Artikel 74. Regeling van de verzoening
Van al zulke zonden, die van haar natuur wege openbaar, of door
verachting der kerkelijke vermaningen in het openbaar gekomen
zijn, zal de verzoening - wanneer men genoegzame tekenen van
boetvaardigheid ziet - in zulken vorm en manier geschieden als
tot stichting van iedere kerk door de kerkeraad bekwaam zal
geoordeeld worden.
Toelichting
Dit is art. 75 (oud).
Het slot is weggelaten als verouderd.
FH vragen zich af, of het slot van art. 75 (oud) inderdaad
verouderd is. Zij wijzen op CGKO, ZAK en HKO (de laatste bindt
openbare schuldbelijdenis in elk geval aan het ‘goedvinden van de
classis’), en pleiten voor handhaving, mede in het licht van
Gal.2:11 vv, waar de publieke vermaning van Paulus aan het adres
van Petrus wordt vermeld, “zodat hij openlijk ‘bakzeil’ moest
halen”.
KRA meent, dat het raadplegen van twee genabuurde kerken, bij
verschil binnen de kerkeraad, werd voorgeschreven omdat een
beslissing dikwijls niet kon wachten tot een classisvergadering.

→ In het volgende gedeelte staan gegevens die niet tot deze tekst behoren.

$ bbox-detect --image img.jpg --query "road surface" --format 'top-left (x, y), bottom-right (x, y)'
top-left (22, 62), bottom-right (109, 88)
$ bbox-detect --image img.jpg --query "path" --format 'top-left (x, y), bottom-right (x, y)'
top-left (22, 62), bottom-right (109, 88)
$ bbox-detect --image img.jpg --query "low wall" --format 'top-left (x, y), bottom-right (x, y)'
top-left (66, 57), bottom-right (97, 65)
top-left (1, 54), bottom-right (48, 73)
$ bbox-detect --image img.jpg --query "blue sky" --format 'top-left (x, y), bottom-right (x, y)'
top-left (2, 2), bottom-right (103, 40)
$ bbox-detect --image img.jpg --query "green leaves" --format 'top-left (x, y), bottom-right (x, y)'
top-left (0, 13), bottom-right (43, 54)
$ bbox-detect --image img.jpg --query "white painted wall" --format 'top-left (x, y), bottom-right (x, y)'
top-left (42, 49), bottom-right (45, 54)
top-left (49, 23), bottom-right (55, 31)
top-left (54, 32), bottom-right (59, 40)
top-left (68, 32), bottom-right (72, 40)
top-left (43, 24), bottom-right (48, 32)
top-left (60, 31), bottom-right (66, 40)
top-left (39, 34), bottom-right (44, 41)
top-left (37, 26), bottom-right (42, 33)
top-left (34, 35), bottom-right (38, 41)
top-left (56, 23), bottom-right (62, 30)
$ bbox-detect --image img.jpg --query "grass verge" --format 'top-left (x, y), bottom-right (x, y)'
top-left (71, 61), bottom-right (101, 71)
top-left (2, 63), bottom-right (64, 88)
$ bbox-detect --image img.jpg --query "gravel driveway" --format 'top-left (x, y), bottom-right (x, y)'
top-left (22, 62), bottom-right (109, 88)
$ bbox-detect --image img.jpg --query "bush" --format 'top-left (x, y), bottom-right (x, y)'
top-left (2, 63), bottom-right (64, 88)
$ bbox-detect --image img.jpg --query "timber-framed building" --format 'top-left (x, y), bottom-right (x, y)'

Deze kerkeraad vraagt, wat er bij een verschil van mening in de
kerkeraad nu wèl moet gebeuren, als de oude bepaling wordt
losgelaten. Moet er dan gewacht worden tot de volgende classis,
of moet men ook in een kleine kerkeraad dan maar met meerderheid
van stemmen beslissen?
Naar de mening van uw comm. is de zin van de slotbepaling gelegen
in de bescherming van de berouwvolle zondaar, en van de gemeente
tegen zichzelf. Men zie de overwegingen, die Jansen laat gelden
t.a.v. de wijze van “verzoening” (p. 326 v.). In de oude
kerkorden was bepaald, dat de verzoening van openbare zonden
openbaar zou geschieden. Emden 1571 bepaalde reeds (art. 29):
“Die sonden welcke van haer naetuere openbaer zijn, ofte die der
Ghemeente (om der verwerpinghe der vermaninghen wille)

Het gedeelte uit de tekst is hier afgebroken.